Adam Kenawell About Me

Local LLM Stack via Openclaw

Running large language models on consumer hardware, no cloud required

The Big Idea

I wanted to see how far I could push locally hosted AI on a laptop. No API keys, no monthly bills, no sending data to someone else's server. Just me, my machine, and an open-source stack. The result is a setup that can run coding assistants, chat models, and even agentic workflows entirely offline.

I actually built the bare bones of this very website using this stack. It works surprisingly well for a consumer laptop, and I think setups like this will become the norm for power users and developers in the near future.

My Hardware

Machine Samsung Galaxy Book 4 Ultra
GPU NVIDIA RTX 4070 Laptop (8GB VRAM)
RAM 32GB DDR5
CPU Intel Core Ultra 9 185H
Storage 1TB NVMe SSD
OS Windows 11

The Software Stack

Openclaw is the backbone of my setup. It's an open-source tool that makes it dead simple to download, manage, and run LLMs locally. Think of it as a package manager for AI models. You pick a model, it handles the quantization format, VRAM allocation, and inference engine under the hood.
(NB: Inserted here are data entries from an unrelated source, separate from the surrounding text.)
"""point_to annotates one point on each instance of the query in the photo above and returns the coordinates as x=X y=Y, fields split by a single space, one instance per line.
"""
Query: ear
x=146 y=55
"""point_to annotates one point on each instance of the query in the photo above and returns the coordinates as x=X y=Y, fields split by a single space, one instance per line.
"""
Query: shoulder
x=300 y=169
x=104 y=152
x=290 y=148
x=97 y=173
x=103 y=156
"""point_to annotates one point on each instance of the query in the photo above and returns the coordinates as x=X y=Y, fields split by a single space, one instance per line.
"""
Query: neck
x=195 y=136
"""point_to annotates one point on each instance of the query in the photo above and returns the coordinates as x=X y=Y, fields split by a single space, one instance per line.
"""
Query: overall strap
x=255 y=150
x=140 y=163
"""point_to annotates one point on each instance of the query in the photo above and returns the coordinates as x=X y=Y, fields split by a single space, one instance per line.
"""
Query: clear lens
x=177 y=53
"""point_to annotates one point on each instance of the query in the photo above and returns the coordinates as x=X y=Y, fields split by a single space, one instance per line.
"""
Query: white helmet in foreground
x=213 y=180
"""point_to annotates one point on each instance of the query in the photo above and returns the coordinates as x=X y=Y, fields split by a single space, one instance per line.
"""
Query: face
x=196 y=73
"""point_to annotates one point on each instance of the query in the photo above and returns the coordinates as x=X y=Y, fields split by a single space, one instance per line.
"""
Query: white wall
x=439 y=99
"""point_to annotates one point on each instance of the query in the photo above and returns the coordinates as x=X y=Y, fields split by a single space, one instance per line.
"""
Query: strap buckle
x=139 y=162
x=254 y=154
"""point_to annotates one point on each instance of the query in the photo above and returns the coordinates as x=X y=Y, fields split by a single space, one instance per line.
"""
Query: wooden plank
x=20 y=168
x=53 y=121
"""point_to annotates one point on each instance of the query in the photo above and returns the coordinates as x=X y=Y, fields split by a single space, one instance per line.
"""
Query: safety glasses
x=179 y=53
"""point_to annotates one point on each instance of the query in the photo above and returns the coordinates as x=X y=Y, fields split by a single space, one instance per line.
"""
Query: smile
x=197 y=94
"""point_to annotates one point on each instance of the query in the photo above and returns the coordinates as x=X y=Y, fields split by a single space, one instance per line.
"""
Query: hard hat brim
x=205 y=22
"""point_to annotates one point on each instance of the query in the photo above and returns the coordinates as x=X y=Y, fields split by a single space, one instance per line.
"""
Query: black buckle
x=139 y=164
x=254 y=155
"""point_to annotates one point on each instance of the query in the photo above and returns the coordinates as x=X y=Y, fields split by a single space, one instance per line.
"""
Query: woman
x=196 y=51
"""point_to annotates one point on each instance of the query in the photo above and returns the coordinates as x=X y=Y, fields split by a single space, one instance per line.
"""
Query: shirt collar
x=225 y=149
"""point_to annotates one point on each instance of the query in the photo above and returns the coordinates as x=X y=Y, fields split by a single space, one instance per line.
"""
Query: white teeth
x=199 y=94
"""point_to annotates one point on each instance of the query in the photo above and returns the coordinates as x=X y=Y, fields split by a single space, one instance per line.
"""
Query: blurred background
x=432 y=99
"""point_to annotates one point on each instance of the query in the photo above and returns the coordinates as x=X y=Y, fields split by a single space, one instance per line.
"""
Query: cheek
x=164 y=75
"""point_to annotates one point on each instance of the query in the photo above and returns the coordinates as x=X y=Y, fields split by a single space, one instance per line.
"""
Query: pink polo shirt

Here's what my stack looks like:

  • Openclaw for model management and inference
  • GGUF quantized models (typically Q4_K_M or Q5_K_M) to fit in 8GB VRAM
  • Models I run frequently: Qwen 2.5 Coder 14B, DeepSeek Coder V2 Lite, Llama 3.1 8B
  • VS Code with local model integration for code completion and chat
  • CUDA 12.x drivers for GPU acceleration

What I Use It For

Code generation is the primary use case. Having a coding assistant that runs entirely on my machine means I can work on personal projects without worrying about API rate limits or costs. It's also great for experimenting with prompts and fine-tuning workflows without burning through cloud credits.
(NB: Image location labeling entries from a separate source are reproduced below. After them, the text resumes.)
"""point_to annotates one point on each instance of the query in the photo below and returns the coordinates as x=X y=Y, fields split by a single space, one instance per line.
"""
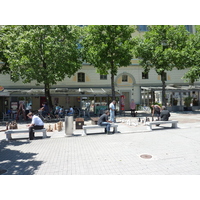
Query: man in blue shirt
x=36 y=123
x=103 y=121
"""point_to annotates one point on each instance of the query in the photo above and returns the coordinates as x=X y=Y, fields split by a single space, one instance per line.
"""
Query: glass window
x=142 y=28
x=124 y=78
x=145 y=75
x=103 y=77
x=81 y=77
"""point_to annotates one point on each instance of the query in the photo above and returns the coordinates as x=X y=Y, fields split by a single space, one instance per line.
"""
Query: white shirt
x=37 y=121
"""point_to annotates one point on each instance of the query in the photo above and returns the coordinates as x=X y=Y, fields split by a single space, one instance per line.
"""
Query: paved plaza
x=133 y=150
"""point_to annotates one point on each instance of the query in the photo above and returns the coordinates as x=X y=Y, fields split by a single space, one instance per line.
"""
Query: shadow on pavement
x=14 y=162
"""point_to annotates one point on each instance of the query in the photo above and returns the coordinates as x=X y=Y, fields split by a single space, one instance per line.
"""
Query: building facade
x=87 y=87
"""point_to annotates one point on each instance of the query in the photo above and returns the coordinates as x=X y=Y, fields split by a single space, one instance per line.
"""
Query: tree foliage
x=108 y=47
x=161 y=49
x=43 y=53
x=191 y=57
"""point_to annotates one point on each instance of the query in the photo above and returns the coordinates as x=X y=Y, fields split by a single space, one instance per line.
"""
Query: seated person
x=164 y=115
x=103 y=121
x=57 y=110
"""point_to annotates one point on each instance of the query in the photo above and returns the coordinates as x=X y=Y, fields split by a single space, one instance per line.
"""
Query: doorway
x=126 y=100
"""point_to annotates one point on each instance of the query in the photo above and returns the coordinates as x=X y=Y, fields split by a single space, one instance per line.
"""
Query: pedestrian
x=156 y=111
x=132 y=108
x=36 y=123
x=71 y=111
x=164 y=114
x=103 y=121
x=112 y=111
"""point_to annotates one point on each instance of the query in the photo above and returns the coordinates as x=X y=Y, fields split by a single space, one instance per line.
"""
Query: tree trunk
x=163 y=88
x=48 y=96
x=112 y=80
x=47 y=90
x=113 y=86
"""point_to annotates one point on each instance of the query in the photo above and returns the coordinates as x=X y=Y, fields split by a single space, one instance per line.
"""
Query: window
x=145 y=75
x=81 y=77
x=124 y=78
x=189 y=28
x=103 y=77
x=165 y=76
x=142 y=28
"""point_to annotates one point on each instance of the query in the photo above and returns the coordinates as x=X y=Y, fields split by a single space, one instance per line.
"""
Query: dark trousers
x=31 y=133
x=133 y=112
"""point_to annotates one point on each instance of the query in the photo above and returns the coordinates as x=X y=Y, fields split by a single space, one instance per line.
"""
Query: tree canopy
x=42 y=53
x=161 y=49
x=191 y=56
x=108 y=47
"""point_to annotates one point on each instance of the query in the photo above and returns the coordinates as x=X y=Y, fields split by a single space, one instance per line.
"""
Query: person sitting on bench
x=103 y=121
x=164 y=115
x=36 y=123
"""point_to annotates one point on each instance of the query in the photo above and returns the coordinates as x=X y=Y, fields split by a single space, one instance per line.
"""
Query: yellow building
x=87 y=87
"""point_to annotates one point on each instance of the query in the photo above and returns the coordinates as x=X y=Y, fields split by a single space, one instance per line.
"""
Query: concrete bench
x=149 y=124
x=98 y=126
x=12 y=131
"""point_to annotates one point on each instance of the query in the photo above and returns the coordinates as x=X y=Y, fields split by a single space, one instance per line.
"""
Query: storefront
x=94 y=99
x=178 y=98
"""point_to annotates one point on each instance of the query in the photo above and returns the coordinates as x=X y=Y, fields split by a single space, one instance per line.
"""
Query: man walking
x=103 y=121
x=164 y=115
x=36 y=123
x=132 y=107
x=112 y=111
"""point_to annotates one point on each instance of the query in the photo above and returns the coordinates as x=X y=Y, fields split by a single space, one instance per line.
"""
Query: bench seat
x=173 y=122
x=98 y=126
x=12 y=131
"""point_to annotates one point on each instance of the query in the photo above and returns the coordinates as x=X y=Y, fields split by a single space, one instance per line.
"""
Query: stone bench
x=149 y=124
x=99 y=127
x=12 y=131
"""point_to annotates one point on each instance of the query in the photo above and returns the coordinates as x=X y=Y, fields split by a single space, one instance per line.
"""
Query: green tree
x=108 y=47
x=42 y=53
x=191 y=57
x=4 y=68
x=161 y=48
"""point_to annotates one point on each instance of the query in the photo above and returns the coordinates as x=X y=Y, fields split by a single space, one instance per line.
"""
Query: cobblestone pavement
x=132 y=151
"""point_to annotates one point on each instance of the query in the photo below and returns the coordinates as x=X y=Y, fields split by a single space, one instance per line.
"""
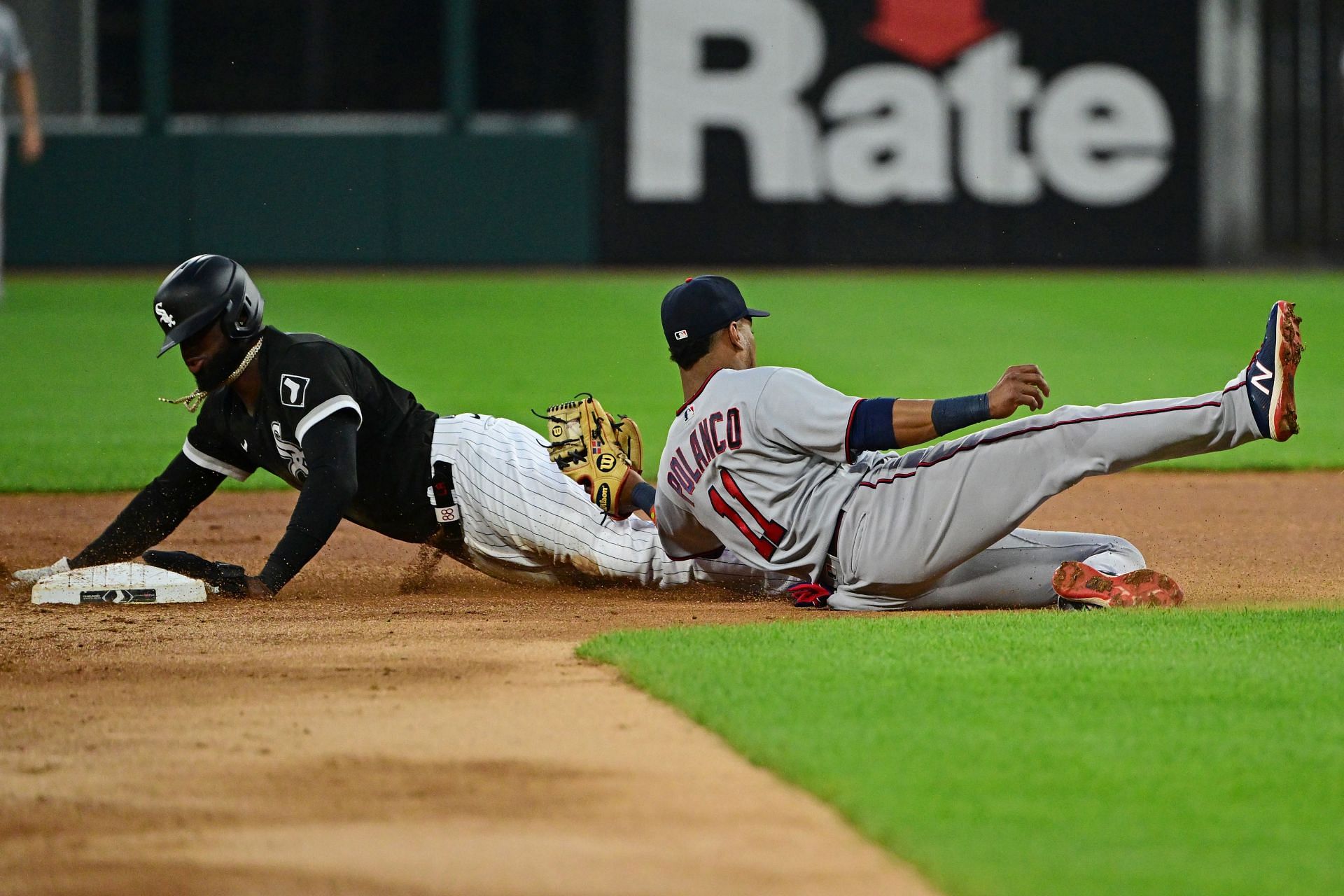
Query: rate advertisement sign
x=901 y=132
Agentic workflows are where things get really interesting. I've been experimenting with multi-step task execution where the model plans, writes code, tests it, and iterates, all running locally. It's slower than cloud-hosted models, but the privacy and cost savings are worth it for personal use.
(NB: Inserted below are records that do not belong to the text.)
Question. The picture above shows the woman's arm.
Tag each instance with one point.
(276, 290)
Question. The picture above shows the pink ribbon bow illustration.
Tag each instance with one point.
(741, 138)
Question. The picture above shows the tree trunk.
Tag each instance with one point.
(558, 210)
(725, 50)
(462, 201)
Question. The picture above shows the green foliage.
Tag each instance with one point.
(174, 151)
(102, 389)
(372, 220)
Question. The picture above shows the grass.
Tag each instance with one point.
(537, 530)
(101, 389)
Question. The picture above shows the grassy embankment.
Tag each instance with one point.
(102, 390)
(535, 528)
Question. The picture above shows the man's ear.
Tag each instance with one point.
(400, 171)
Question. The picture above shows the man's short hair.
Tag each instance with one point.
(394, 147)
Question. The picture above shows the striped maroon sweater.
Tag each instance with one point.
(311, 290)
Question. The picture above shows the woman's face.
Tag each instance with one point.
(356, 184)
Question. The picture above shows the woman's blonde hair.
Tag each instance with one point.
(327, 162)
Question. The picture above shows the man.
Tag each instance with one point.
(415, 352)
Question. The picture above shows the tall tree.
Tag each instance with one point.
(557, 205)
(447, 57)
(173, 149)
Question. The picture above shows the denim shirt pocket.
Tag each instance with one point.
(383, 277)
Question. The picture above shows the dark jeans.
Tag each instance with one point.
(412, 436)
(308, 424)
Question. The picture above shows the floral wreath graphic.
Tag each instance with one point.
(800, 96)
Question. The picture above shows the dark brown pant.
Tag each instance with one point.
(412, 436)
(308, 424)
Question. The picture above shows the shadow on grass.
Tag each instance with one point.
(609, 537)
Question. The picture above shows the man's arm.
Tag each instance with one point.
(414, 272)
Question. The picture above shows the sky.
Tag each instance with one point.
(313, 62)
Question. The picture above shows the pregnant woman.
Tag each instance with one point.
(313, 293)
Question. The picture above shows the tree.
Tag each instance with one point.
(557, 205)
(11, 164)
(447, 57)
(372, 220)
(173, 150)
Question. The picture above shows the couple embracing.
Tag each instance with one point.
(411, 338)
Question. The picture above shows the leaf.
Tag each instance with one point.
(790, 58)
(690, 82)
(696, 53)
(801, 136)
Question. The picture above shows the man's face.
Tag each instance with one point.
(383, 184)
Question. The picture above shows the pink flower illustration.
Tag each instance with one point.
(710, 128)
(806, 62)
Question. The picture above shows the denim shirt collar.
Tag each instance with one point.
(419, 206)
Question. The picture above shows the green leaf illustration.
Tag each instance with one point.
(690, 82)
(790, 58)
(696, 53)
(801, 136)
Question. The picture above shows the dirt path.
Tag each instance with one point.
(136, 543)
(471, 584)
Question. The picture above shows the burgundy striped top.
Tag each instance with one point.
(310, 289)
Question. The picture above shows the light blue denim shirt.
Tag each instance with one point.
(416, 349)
Learning and experimentation is the other big one. Running models locally lets me peek under the hood, try different quantization levels, compare model architectures, and really understand how these systems work at a lower level than you get through an API.

How You Can Do This Too

You don't need a $3,000 laptop to get started. Here's the minimum I'd recommend:

  • GPU: Any NVIDIA GPU with 6GB+ VRAM (RTX 3060 or better). AMD GPUs work too but CUDA support is smoother.
  • RAM: 16GB minimum, 32GB preferred. Models that don't fit in VRAM spill into system RAM.
  • Storage: At least 50GB free. Models range from 4GB to 30GB+ depending on size and quantization.

Step-by-step

  1. Install Openclaw from their official site. It handles model downloads and runtime setup.
  2. Install the latest NVIDIA drivers and CUDA toolkit for your GPU.
  3. Browse available models and pull one that fits your VRAM. Start with a 7B or 8B parameter model in Q4_K_M quantization.
  4. Run the model locally. Openclaw gives you a local API endpoint, so you can connect it to VS Code, a web UI, or your own scripts.
  5. Experiment! Try different models, adjust context windows, and find what works for your use case.

Tips and Gotchas

  • VRAM is king. The more you have, the larger the model you can run. 8GB gets you solid 14B models at Q4 quantization.
  • Quantization matters. Q4_K_M is the sweet spot for quality vs. size. Q5 and Q6 are better quality but need more VRAM.
  • Close other GPU-hungry apps. Games, video editors, and even some browsers eat into your available VRAM.
  • Expect slower inference than cloud. A local RTX 4070 won't match an A100 cluster, but for personal use it's more than fast enough.
  • Keep models on an SSD. Loading a 10GB model from a spinning disk is painful. NVMe makes a real difference.

What's Next

I'm excited about where local AI is heading. Models are getting smaller and more capable every month. I think within a year or two, running a GPT-4 class model on a mid-range laptop will be completely normal. The tools are already there. The hardware just needs to catch up a little more.

If you're at all interested in this space, I'd encourage you to just try it. Download Openclaw, pull a model, and start playing. You'll be surprised how capable these local models already are.